Ensemble¶

Multi-judge evaluation with configurable aggregation strategies.

Overview¶

Ensemble judging combines verdicts from multiple LLM judges to improve robustness and reduce individual model biases. All graders return EnsembleEvaluationReport for a consistent interface (single LLM is treated as "ensemble of 1").

Research Background

Verga et al. (2024) demonstrate in "Replacing Judges with Juries" that aggregating independent judgments from diverse models reduces systematic errors.
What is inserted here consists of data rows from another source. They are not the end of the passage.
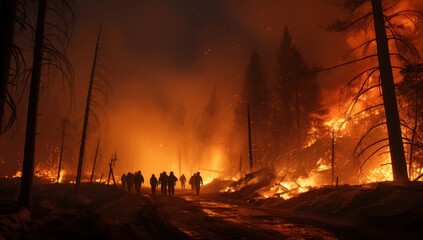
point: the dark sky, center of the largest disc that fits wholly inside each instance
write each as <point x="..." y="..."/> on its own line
<point x="166" y="53"/>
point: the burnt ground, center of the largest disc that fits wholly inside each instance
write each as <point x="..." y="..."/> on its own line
<point x="104" y="212"/>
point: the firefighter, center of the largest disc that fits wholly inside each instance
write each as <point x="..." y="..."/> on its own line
<point x="153" y="183"/>
<point x="123" y="181"/>
<point x="183" y="179"/>
<point x="197" y="181"/>
<point x="163" y="183"/>
<point x="129" y="181"/>
<point x="138" y="180"/>
<point x="171" y="182"/>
Cross-family judging (using models from different providers) is particularly effective at mitigating self-preference bias documented by He et al. (2025).

Quick Example¶

from autorubric import LLMConfig
from autorubric.graders import CriterionGrader, JudgeSpec

# Ensemble with multiple judges
grader = CriterionGrader(
    judges=[
        JudgeSpec(LLMConfig(model="gemini/gemini-3-flash-preview"), "gemini", weight=1.0),
        JudgeSpec(LLMConfig(model="anthropic/claude-sonnet-4-5-20250929"), "claude", weight=1.2),
        JudgeSpec(LLMConfig(model="openai/gpt-4.1-mini"), "gpt", weight=1.0),
    ],
    aggregation="weighted",
)

result = await rubric.grade(to_grade=response, grader=grader)

# Ensemble-specific fields. score / mean_agreement are `float | None`
# (None on a failed grade or an empty rubric); guard before formatting.
print(f"Score: {result.score:.3f}" if result.score is not None else "Score: n/a (grade failed)")
print(
    f"Mean Agreement: {result.mean_agreement:.1%}"
    if result.mean_agreement is not None
    else "Mean Agreement: n/a"
)
print(f"Judge Scores: {result.judge_scores}")
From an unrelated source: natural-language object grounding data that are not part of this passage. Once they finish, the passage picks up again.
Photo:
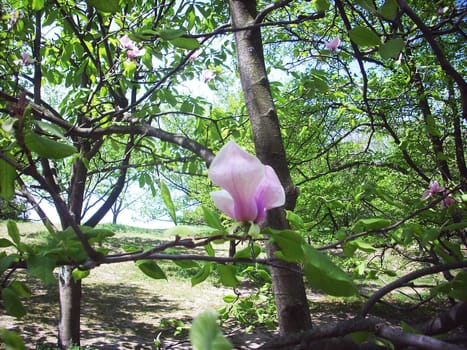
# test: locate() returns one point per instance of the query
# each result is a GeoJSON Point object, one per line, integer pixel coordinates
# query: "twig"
{"type": "Point", "coordinates": [407, 278]}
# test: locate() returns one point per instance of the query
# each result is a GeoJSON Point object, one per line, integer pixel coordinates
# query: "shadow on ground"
{"type": "Point", "coordinates": [114, 316]}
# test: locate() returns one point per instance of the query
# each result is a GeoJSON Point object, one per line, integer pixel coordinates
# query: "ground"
{"type": "Point", "coordinates": [124, 309]}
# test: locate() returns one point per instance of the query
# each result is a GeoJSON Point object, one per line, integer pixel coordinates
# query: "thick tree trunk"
{"type": "Point", "coordinates": [70, 305]}
{"type": "Point", "coordinates": [288, 286]}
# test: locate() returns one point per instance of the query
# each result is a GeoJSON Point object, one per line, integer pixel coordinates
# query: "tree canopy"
{"type": "Point", "coordinates": [359, 107]}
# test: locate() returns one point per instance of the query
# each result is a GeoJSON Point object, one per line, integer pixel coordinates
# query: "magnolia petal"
{"type": "Point", "coordinates": [224, 202]}
{"type": "Point", "coordinates": [237, 172]}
# Per-criterion vote breakdown
for cr in result.report:
    print(f"{cr.criterion.requirement}")
    for vote in cr.votes:
        print(f"  {vote.judge_id}: {vote.verdict} ({vote.reason[:50]}...)")

Aggregation Strategies¶

Strategy	Description
`majority`	> 50% of judges must vote MET
`weighted`	Weighted vote using judge weights
`unanimous`	All judges must vote MET
`any`	Any judge voting MET results in MET

These apply to binary criteria only and are independent of multi-choice aggregation (ordinal_aggregation / nominal_aggregation). Conceptually, binary unanimous ≡ the min over the {0, 1} option values and any ≡ the max; the ordinal analogs are the min / max strategies (see the multi-choice cookbook).

AggregationStrategy¶

Enum for binary verdict aggregation strategies.

AggregationStrategy `module-attribute` ¶

AggregationStrategy = Literal['majority', 'weighted', 'unanimous', 'any']

Strategy for aggregating votes from multiple judges (binary criteria).

majority: Simple majority vote (> 50% of judges must agree)
weighted: Weighted vote based on judge weights
unanimous: All judges must agree for MET
any: Any judge voting MET results in MET

Tie-breaking (majority head-count tie or weighted equal-weight tie) resolves to the score-minimizing verdict by weight sign: UNMET for weight ≥ 0 (earns 0), MET for weight < 0 (applies the full penalty) — the binary analog of Criterion.worst_scored_option. unanimous/any are thresholds, not ties.

EnsembleEvaluationReport¶

Evaluation result from ensemble grading with per-judge breakdown.

EnsembleEvaluationReport ¶

Bases: BaseModel

Evaluation report with ensemble voting details.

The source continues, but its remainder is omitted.